There will be challenges for banks that want to offer the programme too.

K A Babu, the head of retail business at Federal Bank, which is headquartered in Kerala and has more than 1,000 branches across the country, explains that customers would expect rates of about 3 per cent on their gold to make depositing an attractive option.

“At the same time, banks have to pay a fee for services rendered by refiners and testing centres,” he says. “Hence the interest rate charged by banks will be a function of all these factors, and it will be challenging for banks to offer an attractive rate of interest and maintain their desired profit margin.”

There would also be various logistical and infrastructure hurdles, including securely moving the gold from between locations, which adds to the costs in terms of delivery and insurance charges.

“As in the case of any new project, the gold monetisation plan will also have to pass through initial pains,” Mr Babu says, adding that he still believes that the programme “is promising” and could bring down gold imports and allow households to generate some income on idle gold.

In some cases, gold is used as a method of storing black money – funds that should have been taxed or that have been obtained through illegal activities.

Legitimate gold owners might struggle to prove the source of their gold if it is inherited, for example, so this could deter them from wanting to deposit the metal for fear that they might be questioned or come under the scrutiny of tax authorities.

Many Indians would be reluctant to melt down their gold, which would be required for the gold monetisation plan, Mr Jain adds.

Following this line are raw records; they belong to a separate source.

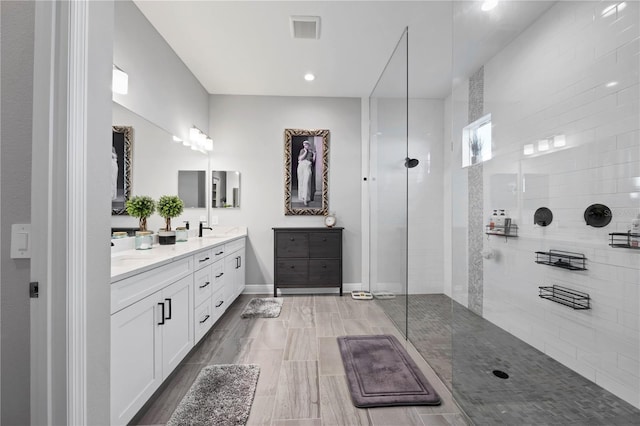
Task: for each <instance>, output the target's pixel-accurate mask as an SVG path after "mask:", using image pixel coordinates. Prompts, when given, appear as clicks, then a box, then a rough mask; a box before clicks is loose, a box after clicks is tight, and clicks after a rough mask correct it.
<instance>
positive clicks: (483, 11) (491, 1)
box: [482, 0, 498, 12]
mask: <svg viewBox="0 0 640 426" xmlns="http://www.w3.org/2000/svg"><path fill="white" fill-rule="evenodd" d="M497 5H498V0H486V1H484V2H482V11H483V12H488V11H490V10H491V9H493V8H495V7H496V6H497Z"/></svg>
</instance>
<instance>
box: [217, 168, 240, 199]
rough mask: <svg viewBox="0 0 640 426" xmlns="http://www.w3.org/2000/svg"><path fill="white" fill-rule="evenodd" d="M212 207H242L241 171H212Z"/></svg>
mask: <svg viewBox="0 0 640 426" xmlns="http://www.w3.org/2000/svg"><path fill="white" fill-rule="evenodd" d="M211 207H212V208H238V207H240V172H236V171H229V170H212V171H211Z"/></svg>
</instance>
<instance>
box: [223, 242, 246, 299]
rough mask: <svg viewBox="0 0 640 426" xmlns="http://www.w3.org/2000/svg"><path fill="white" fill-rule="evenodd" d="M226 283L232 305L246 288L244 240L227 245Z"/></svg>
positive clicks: (226, 257) (228, 294) (225, 247)
mask: <svg viewBox="0 0 640 426" xmlns="http://www.w3.org/2000/svg"><path fill="white" fill-rule="evenodd" d="M225 251H226V252H227V256H226V257H225V272H226V274H227V281H226V283H225V286H226V287H227V288H226V291H227V295H228V297H229V301H230V303H231V302H232V301H234V300H235V299H236V298H237V297H238V296H240V294H242V292H243V290H244V287H245V268H244V257H245V240H244V238H242V239H239V240H235V241H231V242H230V243H227V244H225Z"/></svg>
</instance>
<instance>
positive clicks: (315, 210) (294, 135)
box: [284, 129, 329, 215]
mask: <svg viewBox="0 0 640 426" xmlns="http://www.w3.org/2000/svg"><path fill="white" fill-rule="evenodd" d="M284 176H285V178H284V195H285V196H284V214H285V215H326V214H327V213H328V209H329V205H328V194H329V189H328V186H329V130H301V129H285V131H284Z"/></svg>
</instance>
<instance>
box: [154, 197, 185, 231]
mask: <svg viewBox="0 0 640 426" xmlns="http://www.w3.org/2000/svg"><path fill="white" fill-rule="evenodd" d="M157 208H158V214H159V215H160V216H162V217H163V218H164V222H165V228H164V230H165V231H171V218H172V217H176V216H179V215H180V214H181V213H182V211H183V210H184V202H182V200H181V199H180V197H178V196H177V195H163V196H162V197H160V199H159V200H158V206H157Z"/></svg>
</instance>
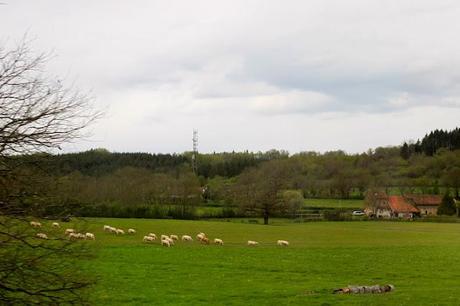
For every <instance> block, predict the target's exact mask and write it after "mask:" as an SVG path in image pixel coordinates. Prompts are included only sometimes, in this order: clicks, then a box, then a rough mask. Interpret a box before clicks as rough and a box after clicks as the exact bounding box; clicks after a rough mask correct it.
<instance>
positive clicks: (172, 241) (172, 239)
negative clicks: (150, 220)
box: [166, 237, 174, 245]
mask: <svg viewBox="0 0 460 306" xmlns="http://www.w3.org/2000/svg"><path fill="white" fill-rule="evenodd" d="M166 240H168V241H169V244H170V245H174V240H173V239H171V238H169V237H167V238H166Z"/></svg>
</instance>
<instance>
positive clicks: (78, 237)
mask: <svg viewBox="0 0 460 306" xmlns="http://www.w3.org/2000/svg"><path fill="white" fill-rule="evenodd" d="M79 238H80V236H79V234H77V233H73V232H72V233H69V239H70V240H77V239H79Z"/></svg>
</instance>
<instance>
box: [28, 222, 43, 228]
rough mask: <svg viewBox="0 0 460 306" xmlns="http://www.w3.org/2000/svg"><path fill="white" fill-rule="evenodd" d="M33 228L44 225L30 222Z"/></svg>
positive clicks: (37, 223) (35, 222)
mask: <svg viewBox="0 0 460 306" xmlns="http://www.w3.org/2000/svg"><path fill="white" fill-rule="evenodd" d="M30 225H31V226H32V227H42V224H41V223H40V222H38V221H30Z"/></svg>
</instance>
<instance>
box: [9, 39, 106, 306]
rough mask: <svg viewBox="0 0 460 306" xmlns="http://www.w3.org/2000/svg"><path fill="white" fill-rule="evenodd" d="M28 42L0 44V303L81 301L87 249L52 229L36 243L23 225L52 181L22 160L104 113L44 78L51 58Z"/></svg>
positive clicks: (79, 129) (51, 149) (55, 303)
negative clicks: (42, 238)
mask: <svg viewBox="0 0 460 306" xmlns="http://www.w3.org/2000/svg"><path fill="white" fill-rule="evenodd" d="M29 45H30V44H29V43H28V42H27V41H26V40H23V41H22V42H21V43H19V44H18V45H17V46H16V47H14V48H12V49H7V47H5V46H4V47H1V46H0V304H6V305H31V304H53V305H57V304H81V303H84V301H83V299H82V297H83V295H82V294H81V292H82V291H81V289H84V288H86V287H88V285H89V284H90V283H91V282H90V281H88V280H87V279H86V278H85V276H84V275H82V274H81V273H80V272H79V271H80V269H78V268H76V267H74V266H73V264H74V262H75V261H76V260H81V259H82V254H85V252H86V250H84V249H83V248H81V247H80V246H79V245H76V244H74V243H72V242H70V241H68V239H65V237H64V235H63V234H62V233H60V232H53V231H51V229H50V228H48V229H42V230H41V231H45V232H46V231H48V235H49V236H50V239H47V240H39V239H37V238H36V233H37V232H36V231H35V230H34V229H32V228H31V227H30V226H29V224H28V222H29V221H30V220H31V218H33V217H36V216H37V215H40V213H39V211H40V209H41V208H42V207H41V206H42V205H45V204H46V202H47V200H49V198H47V194H46V192H44V191H45V189H46V188H48V189H49V188H51V186H52V184H51V183H50V182H48V181H44V179H46V180H48V179H49V180H52V178H50V177H49V176H46V175H45V176H43V175H39V174H38V173H39V170H37V169H36V168H34V167H33V165H30V164H25V163H24V160H25V159H24V156H30V155H31V154H33V153H42V152H49V151H52V150H55V149H59V148H60V147H61V145H62V144H64V143H67V142H71V141H74V140H75V139H78V138H80V137H83V136H85V135H84V134H83V132H84V129H85V128H86V127H88V125H90V124H91V123H92V122H93V121H94V120H96V119H97V118H99V116H100V115H101V113H100V112H97V111H94V107H92V99H90V98H89V97H88V95H85V94H82V93H81V92H80V91H78V90H76V89H74V88H72V87H66V86H65V85H64V82H62V81H60V80H53V79H52V78H49V77H47V75H46V74H45V72H44V66H45V64H46V63H47V61H48V60H49V57H48V56H47V55H46V54H39V55H34V54H33V52H32V51H31V50H30V48H29ZM26 160H28V161H31V160H33V158H32V159H30V158H29V159H26ZM44 185H46V188H44Z"/></svg>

There would also be the hassle of having to test the purity of the gold, he points out.

There are others more optimistic about the plan.

Somasundaram PR, the managing director for India at the World Gold Council, says that the plan demonstrates “a practical approach” by India.

“Once the incentive framework falls into place to the satisfaction of the banks, customers and others, we will own a uniquely Indian plan that allows gold to become a dynamic, fungible asset in the hands of gold savers with significant benefits to the economy,” he says.

He adds that there has long been a “need to go beyond duty cuts and artificial regulatory limitations on demand and instead focus on holistic solutions” in India.

“Demand for gold cannot be wished away by supply curbs. It is imperative to nurture the savings mindset embedded in households through gold accumulation, and then use it to enhance savings, putting it to work for the economy.”

Rahul, meanwhile, plans to keep investing in gold and keep it at home, which he considers one of the safest ways of storing his finances.

“I’ll keep buying gold,” he says. “The sky’s the limit.”